Como funciona o limite de renda
A regra regular do programa exige que a renda por pessoa seja de até R$ 218,00 mensais para entrar no Bolsa Família. Quando um integrante consegue um emprego formal e essa renda aumenta acima desse limite, a família passa a integrar a Regra de Proteção, contanto que o valor por pessoa fique abaixo de R$ 706.
Conforme orientações do Ministério do Desenvolvimento e Assistência Social, essa diretriz busca incentivar a formalização sem penalizar o beneficiário de forma repentina.
O pagamento e os prazos na transição
Nessa condição especial, a família continua recebendo 50% do valor total do benefício por um período de até 18 meses para os casos de emprego com carteira assinada.
O objetivo é fornecer suporte financeiro temporário para que o trabalhador formalizado consiga se estabilizar economicamente antes de deixar o programa de forma definitiva.

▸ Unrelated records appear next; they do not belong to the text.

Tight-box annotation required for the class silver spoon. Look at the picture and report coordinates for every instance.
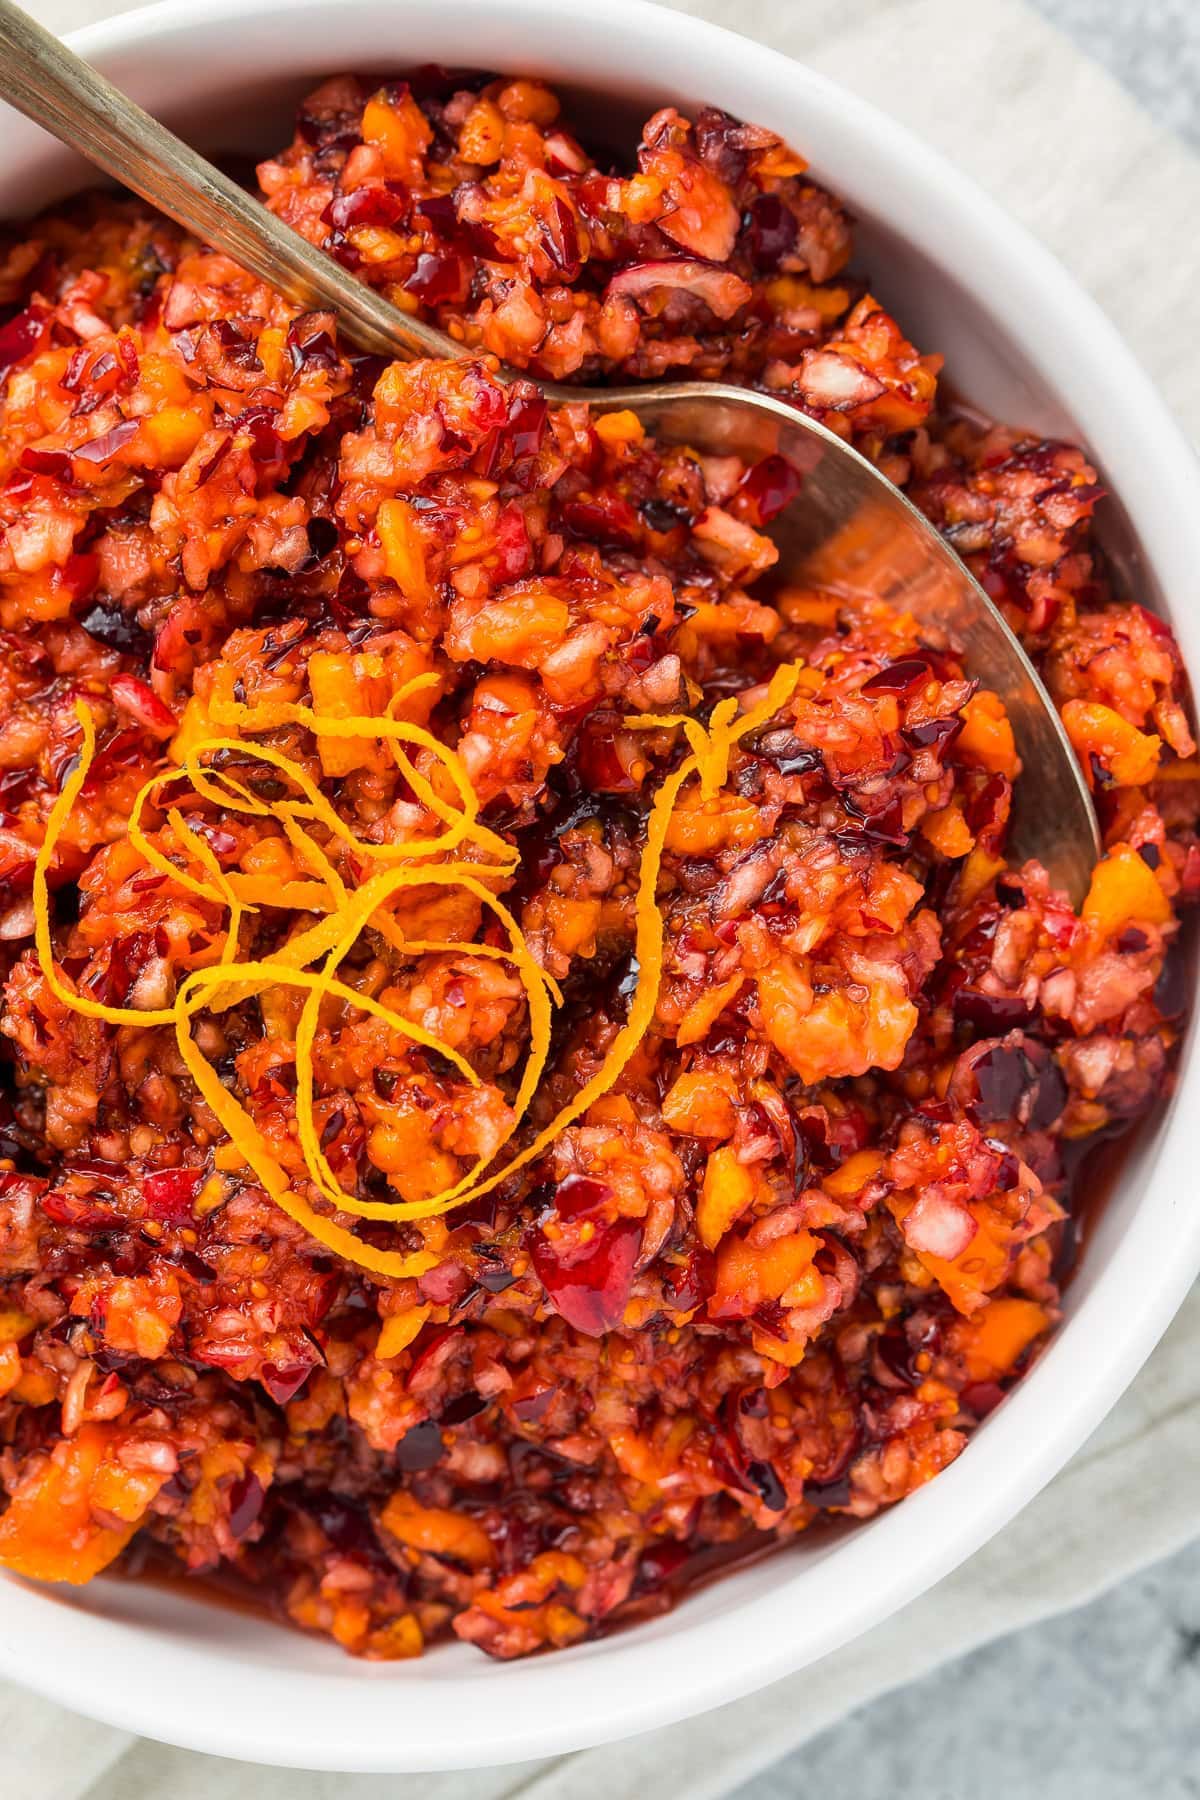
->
[0,0,1100,899]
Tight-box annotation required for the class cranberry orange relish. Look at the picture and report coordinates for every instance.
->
[0,72,1192,1662]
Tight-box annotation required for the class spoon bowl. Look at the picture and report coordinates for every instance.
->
[0,0,1100,896]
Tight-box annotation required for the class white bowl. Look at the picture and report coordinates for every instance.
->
[1,0,1197,1771]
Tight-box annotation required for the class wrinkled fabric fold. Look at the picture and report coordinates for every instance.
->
[2,0,1198,1795]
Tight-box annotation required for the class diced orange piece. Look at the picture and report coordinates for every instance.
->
[168,692,213,767]
[957,847,1006,907]
[0,1424,156,1583]
[957,691,1018,776]
[764,278,848,323]
[376,1304,431,1361]
[377,498,431,602]
[11,1365,55,1406]
[381,1491,495,1568]
[70,1271,182,1360]
[660,1069,738,1138]
[664,794,767,855]
[751,1329,809,1368]
[823,1148,884,1199]
[458,96,507,164]
[890,1195,1012,1315]
[594,409,645,449]
[696,1146,755,1250]
[1062,699,1161,788]
[710,1228,818,1319]
[955,1296,1050,1381]
[142,405,206,468]
[1082,844,1171,935]
[675,974,745,1049]
[367,1613,424,1659]
[361,90,433,182]
[920,803,975,859]
[758,962,917,1084]
[1152,757,1200,783]
[255,326,289,386]
[777,587,841,628]
[307,648,387,776]
[90,1460,168,1525]
[452,591,571,666]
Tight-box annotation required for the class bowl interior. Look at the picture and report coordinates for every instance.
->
[0,0,1195,1771]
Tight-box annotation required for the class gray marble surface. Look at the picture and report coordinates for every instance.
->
[735,1540,1200,1800]
[737,3,1200,1796]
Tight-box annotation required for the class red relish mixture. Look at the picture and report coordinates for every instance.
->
[0,70,1193,1660]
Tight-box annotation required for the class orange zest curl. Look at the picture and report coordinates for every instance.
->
[34,664,803,1275]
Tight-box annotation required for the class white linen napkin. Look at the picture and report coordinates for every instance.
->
[1,0,1197,1794]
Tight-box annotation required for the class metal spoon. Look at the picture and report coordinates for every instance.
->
[0,0,1100,899]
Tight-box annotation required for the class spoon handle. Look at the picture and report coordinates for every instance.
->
[0,0,456,362]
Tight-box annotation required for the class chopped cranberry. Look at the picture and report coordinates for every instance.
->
[305,516,339,561]
[529,1216,641,1336]
[1155,946,1189,1019]
[742,193,798,270]
[560,493,641,549]
[952,988,1034,1033]
[0,302,49,382]
[805,1472,852,1507]
[710,1393,787,1512]
[303,1491,392,1569]
[236,404,286,467]
[984,1139,1022,1190]
[142,1166,201,1224]
[20,445,74,480]
[505,390,548,460]
[636,1540,691,1589]
[737,454,801,525]
[260,1348,321,1406]
[512,1385,557,1423]
[40,1189,123,1230]
[418,1260,472,1306]
[963,773,1011,845]
[441,1390,489,1425]
[663,1248,717,1313]
[415,192,462,240]
[574,711,638,793]
[970,1044,1029,1120]
[111,674,175,736]
[1028,1057,1067,1131]
[407,63,496,101]
[227,1470,265,1538]
[295,97,364,151]
[404,248,471,306]
[694,108,752,185]
[745,1459,787,1511]
[394,1419,445,1471]
[904,715,962,753]
[60,552,100,603]
[73,418,140,467]
[476,1263,516,1293]
[554,1173,612,1220]
[876,1329,918,1386]
[287,313,341,374]
[960,1380,1005,1418]
[539,197,582,280]
[323,183,408,235]
[861,657,932,698]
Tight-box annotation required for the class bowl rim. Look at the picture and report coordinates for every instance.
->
[0,0,1198,1771]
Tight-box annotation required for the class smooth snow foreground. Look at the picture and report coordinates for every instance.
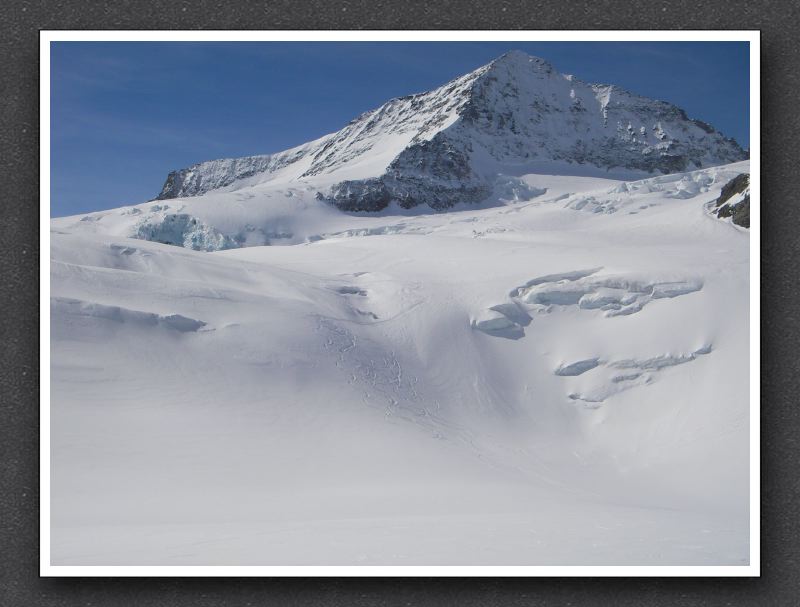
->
[50,162,750,566]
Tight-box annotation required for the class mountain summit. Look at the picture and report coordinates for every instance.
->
[156,51,746,212]
[57,52,749,251]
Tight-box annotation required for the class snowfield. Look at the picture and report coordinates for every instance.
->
[50,160,750,566]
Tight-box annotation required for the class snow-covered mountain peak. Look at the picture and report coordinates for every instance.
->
[488,49,555,71]
[154,61,489,201]
[63,51,749,250]
[152,50,744,212]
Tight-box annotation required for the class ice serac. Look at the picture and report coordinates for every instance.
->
[155,50,747,212]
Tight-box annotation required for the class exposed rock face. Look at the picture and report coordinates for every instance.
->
[316,135,489,212]
[156,139,326,200]
[157,155,276,200]
[713,173,750,228]
[319,179,392,213]
[450,53,745,173]
[156,50,747,213]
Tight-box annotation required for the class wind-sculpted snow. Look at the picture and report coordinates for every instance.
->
[471,308,525,339]
[474,267,709,406]
[562,346,714,408]
[521,275,703,316]
[554,358,601,377]
[479,268,703,332]
[52,297,207,332]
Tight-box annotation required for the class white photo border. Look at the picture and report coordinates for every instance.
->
[40,29,760,577]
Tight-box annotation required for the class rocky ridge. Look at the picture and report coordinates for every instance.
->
[156,50,747,213]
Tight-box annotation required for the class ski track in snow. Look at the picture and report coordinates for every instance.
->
[314,315,482,453]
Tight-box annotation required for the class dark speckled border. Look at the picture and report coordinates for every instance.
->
[2,0,796,604]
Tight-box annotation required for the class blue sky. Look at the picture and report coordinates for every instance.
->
[51,41,750,217]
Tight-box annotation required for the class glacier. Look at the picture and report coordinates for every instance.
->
[49,52,751,567]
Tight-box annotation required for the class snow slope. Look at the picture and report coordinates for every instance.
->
[50,160,750,566]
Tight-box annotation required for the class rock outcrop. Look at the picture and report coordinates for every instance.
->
[713,173,750,228]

Volta assegurada em caso de demissão
O programa também oferece uma rede de segurança chamada Retorno Garantido. Se o trabalhador perder o emprego formal em um prazo de até 36 meses (3 anos) após entrar na Regra de Proteção, a família tem o direito de voltar a receber o Bolsa Família integral imediatamente, sem a necessidade de enfrentar novas filas de espera.
A atualização obrigatória no Cadastro Único
O beneficiário deve informar qualquer mudança na renda e na composição familiar ao Centro de Referência de Assistência Social (Cras) ou ao posto do Cadastro Único do município. A comunicação rápida e transparente evita o bloqueio ou o cancelamento indevido dos repasses federais.